Firms have focused resource on anti-money laundering and sanctions compliance. Meanwhile, regulator focus has turned to anti-bribery and corruption (AB&C)—and now firms should reconsider how they manage this risk.

We have seen continued regulator focus and enforcement action around bribery and corruption issues. Few could have missed the headlines and fallout of the FIFA corruption scandal. But the FIFA example is just one of many such stories, and financial services firms are particularly vulnerable. We’ve seen a handful of financial firms make headlines due to bribery or corruption issues.

Why are we focusing in on anti-bribery and corruption?

The management of AB&C risks is in a less mature phase than other financial crime areas. Firms are in the early stages of evaluating their risks and designing their operating models to cover this area. There is increased focus on strong governance to prevent corporate wrongdoing. This requires defined senior management roles and responsibilities, and strong management information to promote accountability and facilitate a robust challenge process where necessary.

Many firms are in the process of hiring a head of AB&C and building out the function. Finding individuals with the right experience and knowledge is challenging. Firms need to be sure that staff working in this area will be able to succeed.

What are the challenges for firms?

In the current regulatory and competitive environment firms should take steps to fully understand AB&C risk, monitor it and provide information on it to senior management promptly. All of this should be done as cost effectively as possible.

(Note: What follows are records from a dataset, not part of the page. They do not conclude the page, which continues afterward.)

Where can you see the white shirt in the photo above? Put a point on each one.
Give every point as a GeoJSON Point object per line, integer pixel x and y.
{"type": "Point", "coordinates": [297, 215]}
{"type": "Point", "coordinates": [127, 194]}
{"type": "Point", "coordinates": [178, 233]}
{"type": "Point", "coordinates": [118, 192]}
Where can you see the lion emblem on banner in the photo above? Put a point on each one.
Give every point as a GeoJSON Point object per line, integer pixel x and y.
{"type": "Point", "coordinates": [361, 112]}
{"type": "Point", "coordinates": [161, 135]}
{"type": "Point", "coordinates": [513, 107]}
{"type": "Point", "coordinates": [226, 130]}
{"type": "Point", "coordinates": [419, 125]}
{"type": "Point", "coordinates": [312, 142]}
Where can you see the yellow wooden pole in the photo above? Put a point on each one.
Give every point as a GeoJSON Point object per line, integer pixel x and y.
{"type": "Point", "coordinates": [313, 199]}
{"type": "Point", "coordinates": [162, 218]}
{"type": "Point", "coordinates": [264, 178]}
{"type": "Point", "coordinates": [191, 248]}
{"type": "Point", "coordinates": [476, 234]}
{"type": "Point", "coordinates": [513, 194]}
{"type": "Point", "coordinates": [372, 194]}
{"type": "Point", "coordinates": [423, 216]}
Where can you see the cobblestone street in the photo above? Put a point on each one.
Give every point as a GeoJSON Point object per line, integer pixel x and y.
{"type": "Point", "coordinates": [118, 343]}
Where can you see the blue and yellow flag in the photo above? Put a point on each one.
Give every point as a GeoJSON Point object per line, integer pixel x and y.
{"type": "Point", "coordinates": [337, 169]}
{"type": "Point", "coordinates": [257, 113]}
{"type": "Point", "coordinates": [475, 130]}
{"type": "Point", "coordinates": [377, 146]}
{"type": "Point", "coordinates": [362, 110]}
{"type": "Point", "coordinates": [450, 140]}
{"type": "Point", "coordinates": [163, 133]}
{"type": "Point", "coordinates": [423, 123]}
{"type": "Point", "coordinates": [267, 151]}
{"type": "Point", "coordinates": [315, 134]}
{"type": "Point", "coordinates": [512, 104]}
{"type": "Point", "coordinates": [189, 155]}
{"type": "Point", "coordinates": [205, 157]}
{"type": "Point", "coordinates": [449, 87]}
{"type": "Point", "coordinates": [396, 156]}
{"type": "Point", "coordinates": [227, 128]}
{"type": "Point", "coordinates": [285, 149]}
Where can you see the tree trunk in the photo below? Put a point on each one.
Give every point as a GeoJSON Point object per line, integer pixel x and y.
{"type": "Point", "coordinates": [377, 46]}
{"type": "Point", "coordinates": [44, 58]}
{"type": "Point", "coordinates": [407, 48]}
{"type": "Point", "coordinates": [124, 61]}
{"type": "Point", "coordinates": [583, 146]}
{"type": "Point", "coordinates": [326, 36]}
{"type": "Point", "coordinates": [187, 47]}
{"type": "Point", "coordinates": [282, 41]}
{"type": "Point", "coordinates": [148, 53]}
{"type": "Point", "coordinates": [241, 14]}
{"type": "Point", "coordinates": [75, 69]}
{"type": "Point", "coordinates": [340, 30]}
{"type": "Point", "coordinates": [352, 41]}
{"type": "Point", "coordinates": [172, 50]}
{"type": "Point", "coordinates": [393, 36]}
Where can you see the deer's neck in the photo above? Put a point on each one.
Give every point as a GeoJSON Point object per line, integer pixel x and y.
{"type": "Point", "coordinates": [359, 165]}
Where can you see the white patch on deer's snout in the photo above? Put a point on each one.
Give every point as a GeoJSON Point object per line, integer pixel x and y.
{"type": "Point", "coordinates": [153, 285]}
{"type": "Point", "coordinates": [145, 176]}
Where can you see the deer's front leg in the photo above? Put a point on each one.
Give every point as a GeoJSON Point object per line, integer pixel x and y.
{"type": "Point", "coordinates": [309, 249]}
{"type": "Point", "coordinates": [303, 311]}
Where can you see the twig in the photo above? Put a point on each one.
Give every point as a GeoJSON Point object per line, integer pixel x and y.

In our experience many firms are struggling with the following:

  • Understanding the complex bribery and corruption risks in their business;
  • Managing intermediaries to better understand the true level of risk associated with their relationships;
  • Conducting meaningful ongoing monitoring of risks;
  • Producing valuable and insightful management information that allows senior management to understand the true risk and take any required decisions;
  • Assessing where to expend their effort to manage risk most effectively;
  • Identifying opportunities for streamlining leading to a duplication of effort;
  • A lack of “off the shelf tools” to conduct surveillance and monitoring.

What can be done?

We would encourage firms to consider:

  • Strategy and operating model: Reevaluate the firms’ AB&C risk strategy and framework to validate that they are effectively managing risk. Firms should consider integrating AB&C into wider financial crime programmes to build an efficient operating model.
  • Processes and streamlining: Review end-to-end processes and consider where effort is wasted or would be better utilised to manage risk effectively. Simple changes could result in large cost savings, as well as repositioning resources into the correct areas,
  • Monitoring and management reporting: Monitoring and review of early warning signs can help a firm deal with an issue before a problem crystalizes. Using analytics to make the most of the numerous data sources can translate into useful insight that helps senior management take actions to prevent these risks from crystallising. Many firms are combining AB&C into broader conduct surveillance and monitoring.

AB&C risk will remain a priority for US and UK regulators. Likewise, firms should keep reviewing how they manage this risk in a cost effective way.